In this study, the authors tested the influence of individual model training on short timescale classification of naturalistic (at home) bradykinesia fluctuations in patients with Parkinson’s disease (PD). For this aim, they used data derived from a wrist accelerometer. They compared classification models based on individual data with classification models based on group data. They also analysed the influence of several factors, including the number of individuals and length of analysed data epochs, on classification results.  The analysis showed that at long timescales (60 minutes of data analysed for medication condition), the coefficient of variation of the accelerometer amplitude significantly increased after dopaminergic medication. When considering shorter timescales (60 seconds), this kinematic feature was not predictive of medication state using machine learning. However, considering a larger number of motion metrics, statistically significant classification of medication states could be achieved in 90% of patients using either group or individually trained models. The area under the curves (AUCs) of the group models improved as the length of the feature windows was increased and with additional training patient datasets. When discussing their results, the authors emphasize the feasibility of classifying bradykinesia fluctuations in PD patients using individually trained models for single wrist-accelerometer data on a rapid timescale. This has potential therapeutic implications.  

The present study discusses an interesting topic and it is well-designed. The paper is sufficiently well written; the study aims are clear. The methods and the results are well described.  Study limitations are extensively discussed. 

We thank the reviewer for the excellent summary and supportive evaluation. 

I have only one minor comment:

To test the statistical distinguishability of the pre- and post-medication recordings at the group level, the authors selected a priori 4 accelerometer features from the entire dataset, i.e., maximum acceleration, coefficient of variation of acceleration over time, root mean square of acceleration over time, and the total spectral power below 4 Hz. This methodological approach was justified by the observation that these 4 features covered the most often used domains of motion metrics applied for naturalistic bradykinesia monitoring. However, only the coefficient of variation differed between pre- and post- medications states after post hoc comparisons. Could the authors further discuss this result? What the coefficient of variation may represent as compared to the other three accelerometer features?

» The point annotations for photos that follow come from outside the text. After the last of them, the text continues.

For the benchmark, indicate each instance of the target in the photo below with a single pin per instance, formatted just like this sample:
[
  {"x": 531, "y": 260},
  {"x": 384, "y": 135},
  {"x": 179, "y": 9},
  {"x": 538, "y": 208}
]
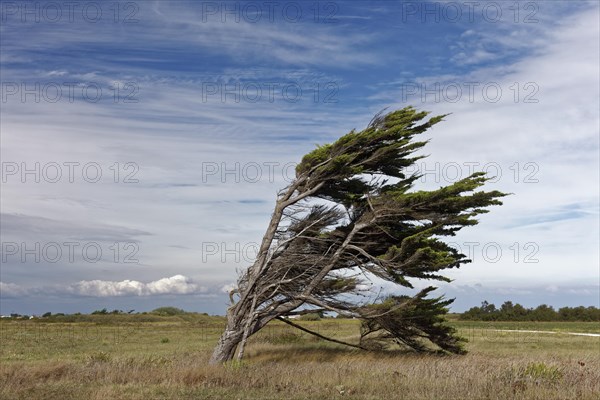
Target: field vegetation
[{"x": 165, "y": 356}]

Yes - indeed this was an interesting finding to us. Contrarily to the other three features, the coefficient of variance describes a summary metric for the distribution of the motion, instead of simply a maximum or sum score. We suggest that longer term features for naturalistic sensor data in Parkinson patients may have more discriminative potential when they represent the distribution of acceleration. This suggestion is supported in earlier work of Warmerdam et al. We have now added this component to the discussion (p. 11, l. 420-423).